Sur un autre plan plus large, les problèmes et les crises de la région, comme l’effondrement de l’économie libanaise, le conflit au Yémen, la crise libyenne, la menace croissante de famine en Syrie ou la catastrophe humanitaire au Yémen ... passeront très probablement au second plan aux yeux des acteurs internationaux et des organisations onusiennes concernées, désormais occupés par la crise ukrainienne.
— Quelle est la place du conflit israélo-palestinien dans cette prochaine visite du président américain ?

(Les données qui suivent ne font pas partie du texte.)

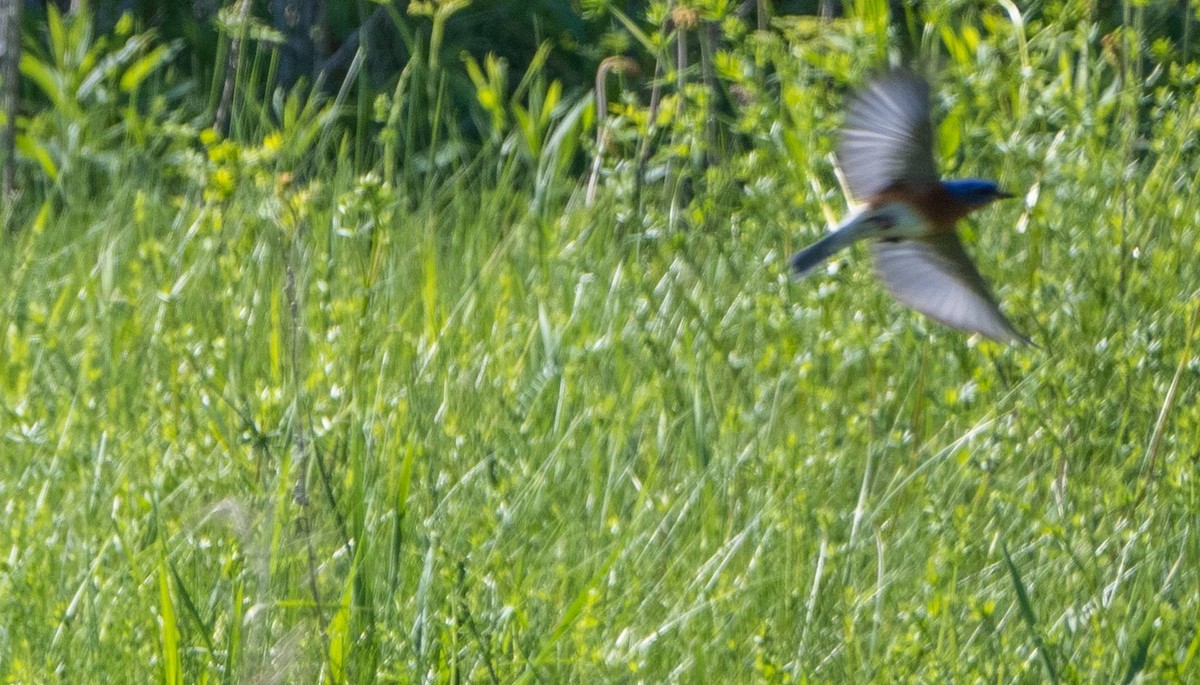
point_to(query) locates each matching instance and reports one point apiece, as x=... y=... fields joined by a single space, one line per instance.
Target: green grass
x=546 y=442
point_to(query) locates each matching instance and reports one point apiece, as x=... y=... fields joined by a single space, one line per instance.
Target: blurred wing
x=936 y=277
x=887 y=137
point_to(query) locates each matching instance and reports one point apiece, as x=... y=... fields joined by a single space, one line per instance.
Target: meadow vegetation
x=375 y=389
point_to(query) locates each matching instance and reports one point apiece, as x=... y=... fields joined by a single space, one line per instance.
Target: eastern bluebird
x=909 y=214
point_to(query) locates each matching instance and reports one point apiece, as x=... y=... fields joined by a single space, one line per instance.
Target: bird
x=907 y=212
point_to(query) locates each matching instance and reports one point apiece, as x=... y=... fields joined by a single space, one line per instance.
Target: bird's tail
x=811 y=257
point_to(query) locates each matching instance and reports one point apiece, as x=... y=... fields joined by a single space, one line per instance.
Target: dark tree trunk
x=303 y=24
x=10 y=61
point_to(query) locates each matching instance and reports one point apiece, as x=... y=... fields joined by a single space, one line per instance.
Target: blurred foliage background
x=454 y=340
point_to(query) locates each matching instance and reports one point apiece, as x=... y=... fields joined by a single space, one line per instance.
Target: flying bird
x=907 y=212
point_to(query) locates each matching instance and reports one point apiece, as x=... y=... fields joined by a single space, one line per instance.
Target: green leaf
x=142 y=68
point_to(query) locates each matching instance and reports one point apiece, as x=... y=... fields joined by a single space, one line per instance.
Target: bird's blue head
x=975 y=192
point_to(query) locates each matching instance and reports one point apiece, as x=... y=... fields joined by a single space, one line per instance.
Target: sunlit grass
x=549 y=442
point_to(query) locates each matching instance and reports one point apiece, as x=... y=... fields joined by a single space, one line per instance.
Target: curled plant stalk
x=619 y=65
x=221 y=121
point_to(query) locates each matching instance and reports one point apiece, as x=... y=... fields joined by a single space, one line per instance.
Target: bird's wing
x=887 y=138
x=935 y=276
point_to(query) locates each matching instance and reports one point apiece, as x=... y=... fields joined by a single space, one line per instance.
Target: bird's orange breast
x=934 y=203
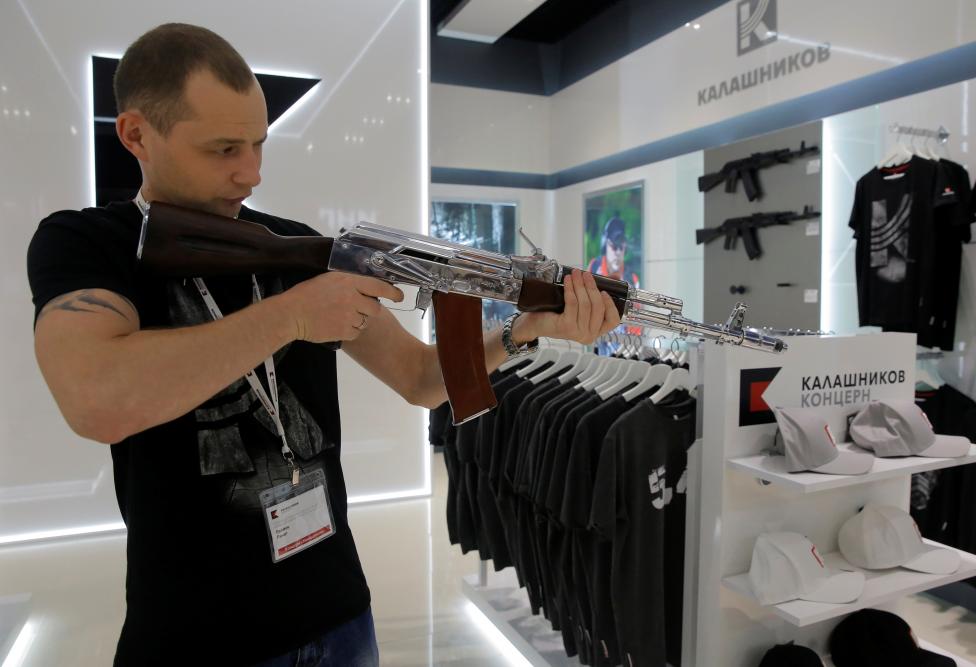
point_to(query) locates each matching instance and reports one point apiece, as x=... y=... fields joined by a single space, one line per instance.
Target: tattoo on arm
x=83 y=302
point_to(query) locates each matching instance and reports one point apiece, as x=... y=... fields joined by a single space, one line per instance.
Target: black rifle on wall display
x=747 y=170
x=746 y=228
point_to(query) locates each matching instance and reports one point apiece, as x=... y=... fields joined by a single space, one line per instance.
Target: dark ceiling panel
x=555 y=19
x=558 y=44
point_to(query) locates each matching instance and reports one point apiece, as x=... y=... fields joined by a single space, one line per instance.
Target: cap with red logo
x=881 y=536
x=805 y=438
x=901 y=428
x=786 y=566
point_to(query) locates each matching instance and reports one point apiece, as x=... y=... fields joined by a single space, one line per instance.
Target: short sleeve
x=70 y=251
x=607 y=509
x=855 y=220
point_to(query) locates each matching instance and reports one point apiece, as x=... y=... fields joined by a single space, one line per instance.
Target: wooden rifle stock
x=184 y=243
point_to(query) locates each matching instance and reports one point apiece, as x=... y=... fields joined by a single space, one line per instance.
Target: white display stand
x=742 y=494
x=735 y=493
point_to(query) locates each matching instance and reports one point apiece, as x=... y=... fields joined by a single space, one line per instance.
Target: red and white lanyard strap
x=270 y=403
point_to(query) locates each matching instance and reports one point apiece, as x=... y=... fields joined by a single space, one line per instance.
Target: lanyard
x=270 y=403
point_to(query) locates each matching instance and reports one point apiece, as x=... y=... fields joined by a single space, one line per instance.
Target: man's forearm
x=133 y=382
x=434 y=392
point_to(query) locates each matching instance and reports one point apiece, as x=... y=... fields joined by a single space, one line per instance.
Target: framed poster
x=613 y=232
x=483 y=225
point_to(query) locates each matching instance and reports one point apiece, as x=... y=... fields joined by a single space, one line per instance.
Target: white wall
x=652 y=93
x=49 y=478
x=856 y=141
x=474 y=128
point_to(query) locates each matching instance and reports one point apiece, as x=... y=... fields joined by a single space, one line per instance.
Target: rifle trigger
x=423 y=300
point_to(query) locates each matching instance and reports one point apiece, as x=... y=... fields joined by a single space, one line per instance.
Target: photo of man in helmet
x=612 y=260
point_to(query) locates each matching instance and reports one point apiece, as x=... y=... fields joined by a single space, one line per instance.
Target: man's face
x=616 y=249
x=212 y=160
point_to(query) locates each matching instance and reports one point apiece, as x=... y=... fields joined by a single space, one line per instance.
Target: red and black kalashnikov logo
x=752 y=408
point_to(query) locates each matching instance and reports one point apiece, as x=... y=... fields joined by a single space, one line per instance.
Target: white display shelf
x=773 y=470
x=880 y=586
x=506 y=606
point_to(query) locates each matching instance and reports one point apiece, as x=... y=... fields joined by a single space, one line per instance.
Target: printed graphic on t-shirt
x=661 y=493
x=228 y=424
x=889 y=239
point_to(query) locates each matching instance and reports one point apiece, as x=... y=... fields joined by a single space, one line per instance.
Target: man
x=205 y=451
x=613 y=246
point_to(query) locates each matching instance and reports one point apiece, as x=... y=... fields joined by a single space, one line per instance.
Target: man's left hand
x=588 y=314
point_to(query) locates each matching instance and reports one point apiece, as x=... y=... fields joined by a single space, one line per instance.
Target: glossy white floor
x=75 y=590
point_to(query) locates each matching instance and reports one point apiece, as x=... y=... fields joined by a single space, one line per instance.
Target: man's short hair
x=152 y=74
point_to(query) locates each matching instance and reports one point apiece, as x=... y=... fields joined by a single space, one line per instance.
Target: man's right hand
x=332 y=306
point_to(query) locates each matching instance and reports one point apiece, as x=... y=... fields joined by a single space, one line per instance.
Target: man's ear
x=132 y=129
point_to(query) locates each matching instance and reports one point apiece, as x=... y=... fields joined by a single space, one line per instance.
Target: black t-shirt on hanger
x=941 y=275
x=893 y=210
x=639 y=505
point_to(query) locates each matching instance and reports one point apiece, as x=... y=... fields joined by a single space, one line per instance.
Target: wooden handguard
x=461 y=351
x=541 y=296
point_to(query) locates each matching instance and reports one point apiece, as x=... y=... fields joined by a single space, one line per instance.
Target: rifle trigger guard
x=737 y=318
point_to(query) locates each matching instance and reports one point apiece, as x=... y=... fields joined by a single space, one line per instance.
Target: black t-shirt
x=950 y=517
x=639 y=480
x=941 y=275
x=200 y=579
x=892 y=213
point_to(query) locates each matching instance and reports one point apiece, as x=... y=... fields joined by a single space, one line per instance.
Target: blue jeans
x=352 y=644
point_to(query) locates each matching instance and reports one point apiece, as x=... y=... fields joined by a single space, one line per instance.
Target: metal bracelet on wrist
x=511 y=348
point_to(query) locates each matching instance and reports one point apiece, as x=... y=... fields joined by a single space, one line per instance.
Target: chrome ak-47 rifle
x=181 y=243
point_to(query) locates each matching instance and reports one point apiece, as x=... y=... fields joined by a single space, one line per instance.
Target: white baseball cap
x=901 y=428
x=786 y=566
x=805 y=438
x=881 y=536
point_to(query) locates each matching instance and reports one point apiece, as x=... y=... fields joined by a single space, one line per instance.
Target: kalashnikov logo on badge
x=757 y=24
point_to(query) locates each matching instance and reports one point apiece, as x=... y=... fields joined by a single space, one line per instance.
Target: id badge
x=297 y=516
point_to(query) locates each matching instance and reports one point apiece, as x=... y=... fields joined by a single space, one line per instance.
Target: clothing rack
x=941 y=134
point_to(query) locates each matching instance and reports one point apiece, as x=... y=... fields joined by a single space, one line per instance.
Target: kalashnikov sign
x=757 y=27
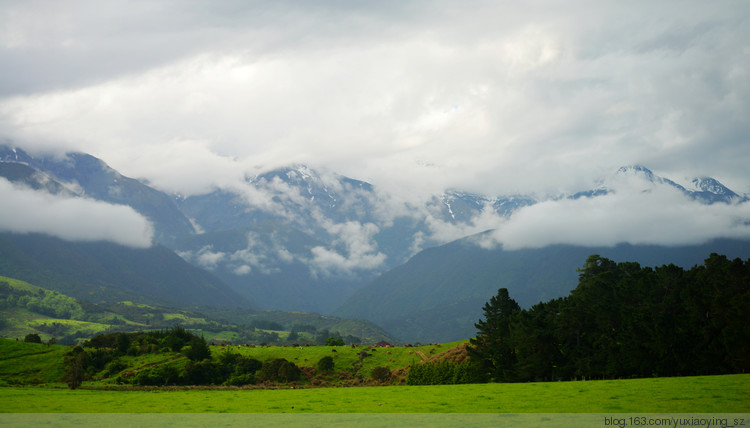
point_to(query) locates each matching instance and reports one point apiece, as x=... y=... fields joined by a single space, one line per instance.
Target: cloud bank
x=74 y=219
x=496 y=97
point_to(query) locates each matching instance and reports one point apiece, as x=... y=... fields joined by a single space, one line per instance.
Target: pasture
x=701 y=394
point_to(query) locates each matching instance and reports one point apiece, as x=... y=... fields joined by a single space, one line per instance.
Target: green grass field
x=703 y=394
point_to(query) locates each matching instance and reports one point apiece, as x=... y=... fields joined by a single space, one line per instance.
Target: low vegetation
x=703 y=394
x=28 y=309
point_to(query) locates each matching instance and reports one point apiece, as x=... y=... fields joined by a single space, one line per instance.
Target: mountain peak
x=637 y=170
x=712 y=185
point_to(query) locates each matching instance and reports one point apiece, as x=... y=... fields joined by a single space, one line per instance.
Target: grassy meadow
x=703 y=394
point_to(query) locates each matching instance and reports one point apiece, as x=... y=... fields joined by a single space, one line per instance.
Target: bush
x=325 y=364
x=240 y=380
x=279 y=370
x=381 y=374
x=32 y=338
x=443 y=373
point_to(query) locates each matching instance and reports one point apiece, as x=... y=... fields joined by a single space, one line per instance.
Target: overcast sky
x=495 y=97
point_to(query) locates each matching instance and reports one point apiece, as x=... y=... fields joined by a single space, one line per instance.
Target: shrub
x=380 y=374
x=32 y=338
x=325 y=364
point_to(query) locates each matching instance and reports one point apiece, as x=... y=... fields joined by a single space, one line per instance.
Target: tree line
x=623 y=320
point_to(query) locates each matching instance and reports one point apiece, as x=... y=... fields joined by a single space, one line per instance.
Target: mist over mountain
x=296 y=238
x=439 y=293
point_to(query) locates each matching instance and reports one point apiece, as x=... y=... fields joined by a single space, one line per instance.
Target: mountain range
x=298 y=239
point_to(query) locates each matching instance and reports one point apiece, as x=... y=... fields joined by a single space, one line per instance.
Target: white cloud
x=414 y=97
x=657 y=215
x=353 y=249
x=496 y=98
x=74 y=219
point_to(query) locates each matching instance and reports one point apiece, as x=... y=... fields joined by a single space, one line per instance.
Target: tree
x=334 y=341
x=492 y=346
x=198 y=349
x=75 y=367
x=123 y=343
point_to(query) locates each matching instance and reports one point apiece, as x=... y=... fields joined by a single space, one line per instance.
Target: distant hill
x=26 y=308
x=439 y=293
x=102 y=271
x=80 y=174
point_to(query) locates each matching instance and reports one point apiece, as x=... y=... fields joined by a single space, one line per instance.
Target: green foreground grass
x=701 y=394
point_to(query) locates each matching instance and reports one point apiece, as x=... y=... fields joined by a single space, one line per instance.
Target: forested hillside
x=624 y=320
x=438 y=294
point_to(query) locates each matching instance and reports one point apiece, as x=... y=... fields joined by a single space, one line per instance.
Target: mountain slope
x=439 y=293
x=102 y=271
x=84 y=175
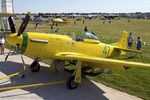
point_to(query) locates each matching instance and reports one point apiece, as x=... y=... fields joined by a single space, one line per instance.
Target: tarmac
x=87 y=90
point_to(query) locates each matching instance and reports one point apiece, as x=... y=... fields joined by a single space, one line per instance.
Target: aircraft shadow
x=86 y=91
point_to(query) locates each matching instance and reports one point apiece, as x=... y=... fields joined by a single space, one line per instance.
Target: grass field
x=134 y=81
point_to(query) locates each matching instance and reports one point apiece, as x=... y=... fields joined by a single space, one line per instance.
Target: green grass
x=135 y=81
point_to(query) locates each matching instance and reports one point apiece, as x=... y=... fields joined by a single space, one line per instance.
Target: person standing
x=2 y=41
x=85 y=29
x=139 y=45
x=130 y=40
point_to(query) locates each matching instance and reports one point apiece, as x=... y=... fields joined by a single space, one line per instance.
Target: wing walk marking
x=39 y=40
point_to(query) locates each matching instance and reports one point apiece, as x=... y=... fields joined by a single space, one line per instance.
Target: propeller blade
x=24 y=24
x=12 y=25
x=8 y=53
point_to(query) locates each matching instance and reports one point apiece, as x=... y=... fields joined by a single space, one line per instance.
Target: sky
x=87 y=6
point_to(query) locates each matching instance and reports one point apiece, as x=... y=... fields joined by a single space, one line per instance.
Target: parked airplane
x=85 y=49
x=60 y=21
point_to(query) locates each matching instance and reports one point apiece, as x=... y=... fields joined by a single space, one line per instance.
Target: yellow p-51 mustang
x=85 y=49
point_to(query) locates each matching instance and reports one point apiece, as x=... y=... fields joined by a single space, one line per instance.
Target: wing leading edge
x=104 y=61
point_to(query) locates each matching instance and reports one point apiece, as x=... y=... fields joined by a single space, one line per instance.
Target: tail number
x=106 y=50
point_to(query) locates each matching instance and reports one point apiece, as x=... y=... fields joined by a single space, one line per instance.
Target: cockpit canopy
x=86 y=35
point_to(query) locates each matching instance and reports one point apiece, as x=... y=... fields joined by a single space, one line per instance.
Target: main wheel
x=71 y=84
x=35 y=66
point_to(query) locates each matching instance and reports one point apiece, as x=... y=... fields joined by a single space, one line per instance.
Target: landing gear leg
x=24 y=66
x=58 y=65
x=75 y=79
x=35 y=66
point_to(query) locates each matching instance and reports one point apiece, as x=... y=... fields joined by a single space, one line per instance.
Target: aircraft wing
x=101 y=61
x=127 y=50
x=6 y=14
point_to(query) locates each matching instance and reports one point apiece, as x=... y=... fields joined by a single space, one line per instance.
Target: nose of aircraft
x=13 y=39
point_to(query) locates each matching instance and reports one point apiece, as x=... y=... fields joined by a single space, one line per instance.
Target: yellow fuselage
x=47 y=45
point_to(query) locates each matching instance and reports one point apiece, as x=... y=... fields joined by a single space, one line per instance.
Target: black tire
x=71 y=84
x=35 y=66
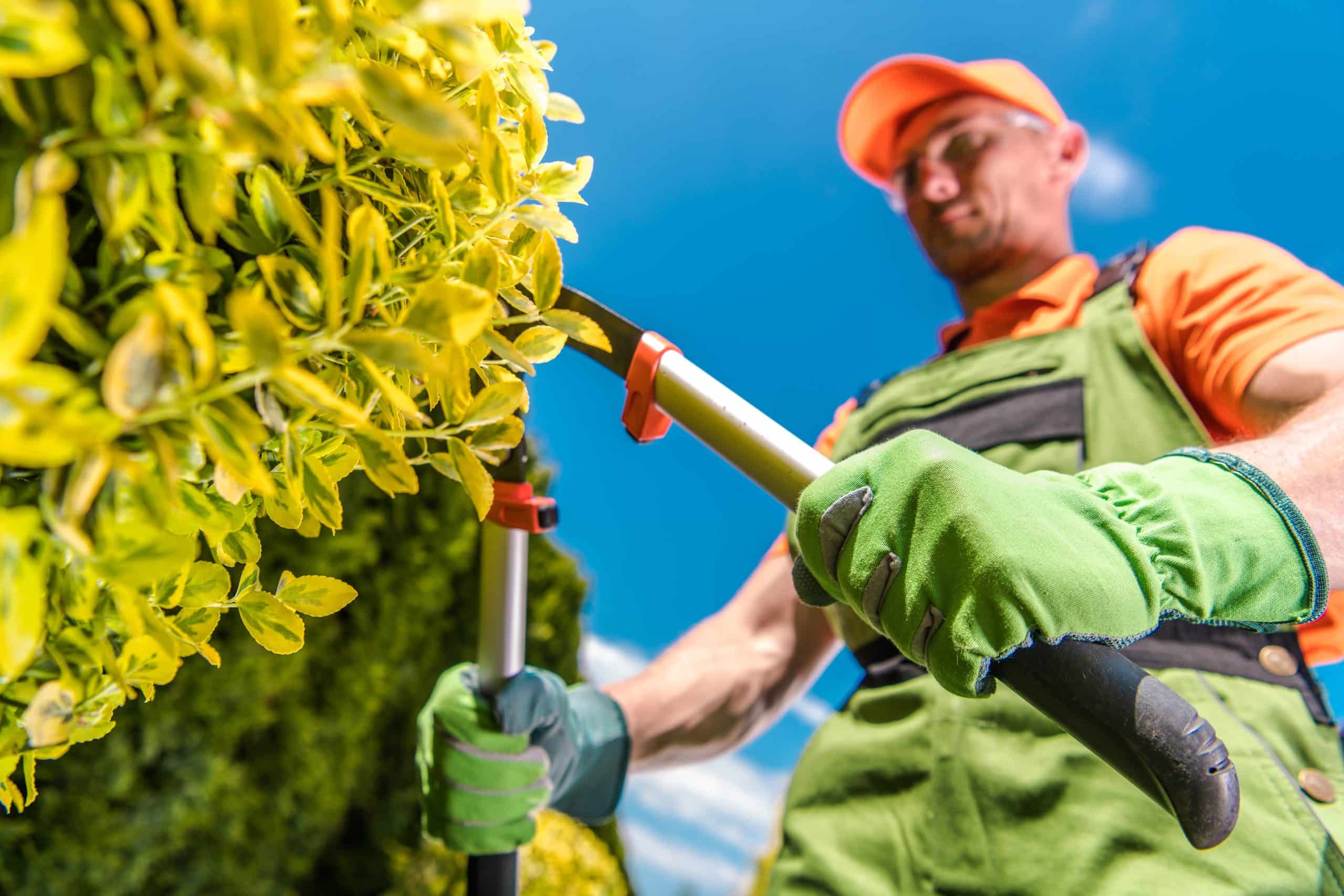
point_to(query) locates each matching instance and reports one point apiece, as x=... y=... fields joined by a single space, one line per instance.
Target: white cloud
x=683 y=861
x=605 y=661
x=812 y=711
x=1090 y=18
x=730 y=798
x=1115 y=186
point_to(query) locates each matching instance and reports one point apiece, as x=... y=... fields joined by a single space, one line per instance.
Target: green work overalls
x=913 y=790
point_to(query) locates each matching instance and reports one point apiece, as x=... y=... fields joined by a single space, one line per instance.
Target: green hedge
x=288 y=774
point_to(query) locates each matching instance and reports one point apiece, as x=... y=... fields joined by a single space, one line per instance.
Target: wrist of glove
x=960 y=562
x=488 y=766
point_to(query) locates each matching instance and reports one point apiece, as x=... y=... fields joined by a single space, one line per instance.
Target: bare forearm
x=1304 y=458
x=728 y=679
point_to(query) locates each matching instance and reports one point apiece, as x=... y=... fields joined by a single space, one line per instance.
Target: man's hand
x=488 y=766
x=960 y=561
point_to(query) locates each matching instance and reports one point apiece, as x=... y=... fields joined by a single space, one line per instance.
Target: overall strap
x=1122 y=268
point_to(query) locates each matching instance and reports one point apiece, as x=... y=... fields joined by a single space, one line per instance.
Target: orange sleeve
x=1217 y=305
x=826 y=444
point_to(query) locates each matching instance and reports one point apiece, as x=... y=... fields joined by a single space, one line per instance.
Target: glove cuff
x=1232 y=512
x=604 y=757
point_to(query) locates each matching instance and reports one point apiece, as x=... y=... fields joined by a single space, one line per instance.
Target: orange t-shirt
x=1215 y=307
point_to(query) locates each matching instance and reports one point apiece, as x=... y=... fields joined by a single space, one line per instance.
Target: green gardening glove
x=960 y=561
x=487 y=766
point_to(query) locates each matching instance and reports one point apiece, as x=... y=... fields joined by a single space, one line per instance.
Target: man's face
x=983 y=186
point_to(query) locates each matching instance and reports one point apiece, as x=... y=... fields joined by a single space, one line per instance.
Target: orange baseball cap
x=884 y=99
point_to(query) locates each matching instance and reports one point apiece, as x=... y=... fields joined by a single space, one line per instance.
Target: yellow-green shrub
x=565 y=859
x=249 y=248
x=281 y=775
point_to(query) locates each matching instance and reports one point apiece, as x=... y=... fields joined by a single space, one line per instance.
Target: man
x=1058 y=376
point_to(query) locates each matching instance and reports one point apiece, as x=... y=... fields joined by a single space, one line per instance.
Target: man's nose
x=937 y=182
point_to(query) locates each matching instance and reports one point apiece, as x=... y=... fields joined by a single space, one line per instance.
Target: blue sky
x=722 y=215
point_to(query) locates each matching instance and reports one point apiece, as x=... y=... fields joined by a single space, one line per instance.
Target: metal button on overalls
x=1277 y=660
x=1316 y=785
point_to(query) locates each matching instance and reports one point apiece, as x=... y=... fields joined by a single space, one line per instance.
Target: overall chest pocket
x=1028 y=417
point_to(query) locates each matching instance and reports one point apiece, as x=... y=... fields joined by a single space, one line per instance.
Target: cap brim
x=889 y=93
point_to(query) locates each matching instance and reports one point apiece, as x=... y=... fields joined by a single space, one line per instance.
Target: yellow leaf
x=197 y=625
x=533 y=133
x=206 y=583
x=338 y=458
x=385 y=462
x=394 y=349
x=81 y=335
x=270 y=623
x=549 y=219
x=276 y=208
x=500 y=345
x=332 y=272
x=50 y=715
x=481 y=267
x=30 y=778
x=539 y=343
x=577 y=325
x=496 y=170
x=282 y=508
x=241 y=546
x=315 y=596
x=23 y=590
x=258 y=325
x=135 y=368
x=144 y=661
x=50 y=418
x=293 y=289
x=561 y=181
x=492 y=404
x=369 y=253
x=487 y=102
x=37 y=248
x=548 y=272
x=232 y=448
x=229 y=488
x=498 y=437
x=39 y=39
x=311 y=390
x=320 y=495
x=85 y=481
x=402 y=99
x=449 y=312
x=472 y=475
x=392 y=393
x=562 y=108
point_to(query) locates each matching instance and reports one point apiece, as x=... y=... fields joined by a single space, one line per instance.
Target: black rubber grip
x=1141 y=729
x=492 y=875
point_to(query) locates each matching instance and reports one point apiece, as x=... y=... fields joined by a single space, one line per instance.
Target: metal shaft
x=503 y=605
x=500 y=648
x=769 y=455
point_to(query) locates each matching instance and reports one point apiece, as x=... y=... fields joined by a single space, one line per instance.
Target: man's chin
x=960 y=258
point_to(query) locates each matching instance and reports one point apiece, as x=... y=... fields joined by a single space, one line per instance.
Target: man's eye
x=964 y=147
x=908 y=175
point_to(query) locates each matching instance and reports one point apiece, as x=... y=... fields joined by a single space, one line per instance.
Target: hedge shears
x=1133 y=722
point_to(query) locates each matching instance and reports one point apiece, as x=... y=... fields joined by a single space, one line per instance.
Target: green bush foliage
x=280 y=775
x=565 y=859
x=248 y=248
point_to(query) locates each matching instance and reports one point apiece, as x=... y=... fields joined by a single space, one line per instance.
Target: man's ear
x=1072 y=143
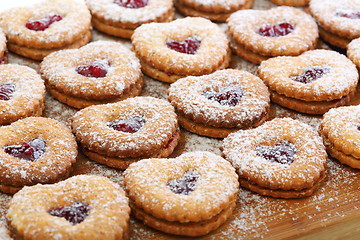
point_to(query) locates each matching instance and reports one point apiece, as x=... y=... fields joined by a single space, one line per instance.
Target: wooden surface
x=331 y=213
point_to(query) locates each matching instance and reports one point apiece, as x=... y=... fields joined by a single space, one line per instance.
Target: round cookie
x=311 y=83
x=218 y=10
x=121 y=17
x=121 y=133
x=22 y=93
x=190 y=195
x=283 y=158
x=35 y=150
x=353 y=51
x=293 y=3
x=340 y=129
x=257 y=35
x=217 y=104
x=338 y=20
x=188 y=46
x=49 y=26
x=98 y=73
x=81 y=207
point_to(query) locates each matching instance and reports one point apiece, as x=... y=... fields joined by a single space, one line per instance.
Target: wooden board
x=331 y=213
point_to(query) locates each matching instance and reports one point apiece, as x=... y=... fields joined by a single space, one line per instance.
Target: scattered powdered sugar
x=108 y=10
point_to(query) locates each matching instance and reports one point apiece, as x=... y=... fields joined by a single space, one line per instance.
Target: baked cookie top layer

— La principale préoccupation des Etats-Unis c’est de faire intégrer Israël dans la région du Moyen- Orient, à travers des accords de paix et des relations directes avec ses pays voisins par le biais de structures comme le Forum du gaz de la Méditerranée orientale, ou d’autres formes de coopération, dans le nord de la mer Rouge par exemple, pour assurer la libre circulation terrestre, maritime ou aérienne. Ce qui fait obstacle à cette intégration, ce sont les agissements israéliens en matière de colonisation et de discrimination contre les Palestiniens, ainsi que la violation incessante des droits des Palestiniens et des lieux musulmans sacrés, que ce soit de la part du gouvernement israélien ou des extrémistes juifs.
— Comment voyez-vous les relations égypto-américaines actuelles ?
— Depuis l’arrivée au pouvoir du président Abdel-Fattah Al- Sissi, l’Egypte a réussi à établir avec les Etats-Unis des relations équilibrées, d’égal à égal, loin de toute subordination ou dépendance. N’oublions pas que Joe Biden a remercié l’Egypte et le président Sissi lors de la récente agression israélienne contre la bande de Gaza, les médias américains eux-mêmes ont réprimandé Joe Biden pour son retard à contacter le président Sissi.
Les fréquentes visites au Caire du conseiller présidentiel américain à la sécurité nationale témoignent de la place importante de l’Egypte comme interlocuteur et intermédiaire dans le règlement des crises dans la région. Les Etats-Unis et l’actuelle Administration américaine savent très bien que Le Caire possède la clé pour résoudre les crises au Moyen-Orient.